Actor Daniel Day Lewis is known to stay in character between scenes during a movie shoot. That process is one of the reasons he’s a six-time nominee and three-time winner of the Best Actor Oscar.
No matter where prolific author, singer, and civil rights activist Maya Angelou was living at the time, she rented a hotel room just for writing and asked that all the art be taken off the walls to eliminate distractions. That was her process, one she used to pen autobiographies, poetry, essays, plays, movies, and television shows.
NBA champion Steph Curry’s 20-minute pregame ritual is a show unto itself. It’s also his process.
The process alone isn’t what leads to the result. If that were true, anyone could reach the heights of the greats just by staying in character, writing in a hotel room, or duplicating one pre-game ritual.
But for someone dedicated to their craft, the process sends a signal to their minds that it’s time to get to work. The actions they take may range from practical to superstitious, but the process acts like a switch that tells them, “Here we go—let’s get to work.”

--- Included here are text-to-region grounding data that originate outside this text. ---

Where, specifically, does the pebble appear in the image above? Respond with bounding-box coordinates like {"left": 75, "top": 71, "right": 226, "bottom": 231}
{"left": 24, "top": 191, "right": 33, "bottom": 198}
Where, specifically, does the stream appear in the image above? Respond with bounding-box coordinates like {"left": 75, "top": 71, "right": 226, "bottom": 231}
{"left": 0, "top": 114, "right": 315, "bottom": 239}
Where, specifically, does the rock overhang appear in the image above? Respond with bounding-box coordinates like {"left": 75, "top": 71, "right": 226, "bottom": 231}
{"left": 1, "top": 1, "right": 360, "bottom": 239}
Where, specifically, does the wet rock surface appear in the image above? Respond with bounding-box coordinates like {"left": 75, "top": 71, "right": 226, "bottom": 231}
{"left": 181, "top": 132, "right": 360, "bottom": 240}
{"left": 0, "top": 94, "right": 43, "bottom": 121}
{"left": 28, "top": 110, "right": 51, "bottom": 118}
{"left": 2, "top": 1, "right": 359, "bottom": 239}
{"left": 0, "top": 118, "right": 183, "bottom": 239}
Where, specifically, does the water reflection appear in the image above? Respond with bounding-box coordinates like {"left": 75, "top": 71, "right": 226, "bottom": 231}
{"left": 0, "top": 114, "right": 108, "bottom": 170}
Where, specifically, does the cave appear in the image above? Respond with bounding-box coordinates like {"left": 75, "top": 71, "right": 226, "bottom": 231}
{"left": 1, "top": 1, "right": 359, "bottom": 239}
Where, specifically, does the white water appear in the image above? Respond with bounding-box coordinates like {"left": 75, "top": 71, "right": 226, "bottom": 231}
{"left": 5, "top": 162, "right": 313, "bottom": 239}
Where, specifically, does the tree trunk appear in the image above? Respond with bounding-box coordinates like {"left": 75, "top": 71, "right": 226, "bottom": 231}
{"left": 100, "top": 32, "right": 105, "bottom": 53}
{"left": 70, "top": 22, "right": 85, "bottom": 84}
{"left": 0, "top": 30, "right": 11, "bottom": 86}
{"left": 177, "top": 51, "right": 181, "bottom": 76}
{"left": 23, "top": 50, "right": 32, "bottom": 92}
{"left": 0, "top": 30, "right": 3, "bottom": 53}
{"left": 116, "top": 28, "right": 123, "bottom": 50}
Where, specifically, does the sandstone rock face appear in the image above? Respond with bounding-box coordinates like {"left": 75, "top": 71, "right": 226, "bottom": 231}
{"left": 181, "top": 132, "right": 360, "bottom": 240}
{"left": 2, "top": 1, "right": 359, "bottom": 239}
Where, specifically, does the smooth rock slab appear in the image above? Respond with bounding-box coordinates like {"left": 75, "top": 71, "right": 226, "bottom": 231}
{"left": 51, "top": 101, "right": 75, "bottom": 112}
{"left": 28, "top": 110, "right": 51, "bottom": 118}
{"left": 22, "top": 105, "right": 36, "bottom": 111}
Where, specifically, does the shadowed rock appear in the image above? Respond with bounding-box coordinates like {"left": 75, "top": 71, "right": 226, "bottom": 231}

Look at the things that you do well and consider the process. What do you do before, during, or even after that are uniquely yours, steps or practices or rituals that have become your routine and have proven to work for you? It’s important to both recognize and honor those techniques because that’s exactly how you leverage them repeatedly.
And as you share with colleges the activities, pursuits, and interests that matter most to you, consider sharing your process, too. The fact that you have one at all says as much about your commitment to your craft as any awards or recognition do.